Сам же глянул в зеркало, упрятанное за гладкою — а иной мебели Евстафий Елисеевич с детства не признавал — дверцей шкапа, убеждаясь, что нет в его одежде беспорядка. Синий китель, сшитый на заказ, сидит по фигуре, пусть и фигура сия давно потеряла былую стройность. И любезнейшая супруга не единожды намекала, что не мешало бы Евстафию Елисеевичу корсетом пользоваться…

Женщины.

С женщинами в доме было тяжко… четверо дочек, и младшенькой, поздней, названной в честь покойной матушки Лизанькой, только-только семнадцатый годок пошел…

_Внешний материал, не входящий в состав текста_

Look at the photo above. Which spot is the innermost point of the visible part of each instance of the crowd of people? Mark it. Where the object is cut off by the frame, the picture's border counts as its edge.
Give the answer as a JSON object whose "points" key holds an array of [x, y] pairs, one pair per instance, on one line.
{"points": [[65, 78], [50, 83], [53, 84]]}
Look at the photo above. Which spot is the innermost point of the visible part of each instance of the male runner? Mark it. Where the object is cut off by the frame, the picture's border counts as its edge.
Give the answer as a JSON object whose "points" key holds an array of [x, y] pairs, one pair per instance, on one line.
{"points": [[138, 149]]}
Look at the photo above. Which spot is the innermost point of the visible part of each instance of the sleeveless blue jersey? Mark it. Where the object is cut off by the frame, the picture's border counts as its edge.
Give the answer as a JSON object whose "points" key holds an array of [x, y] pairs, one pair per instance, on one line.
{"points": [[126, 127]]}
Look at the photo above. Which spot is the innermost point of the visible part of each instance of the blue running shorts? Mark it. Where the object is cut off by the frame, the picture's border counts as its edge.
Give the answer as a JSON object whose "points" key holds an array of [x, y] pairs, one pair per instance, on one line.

Нахмурился Евстафий Елисеевич, отгоняя неуместные мысли. Попытался настроить себя на беседу, каковая — знал точно — пойдет непросто. И треклятая язва ожила, плеснула болью…

…нет, точно расстегай с порченым мясом был. А ведь предупреждал верный ординарец, что врет бабка про зайчатину, что если мясо чесночным духом исходит, то, стало быть, несвежее… или это от чеснока бурлит?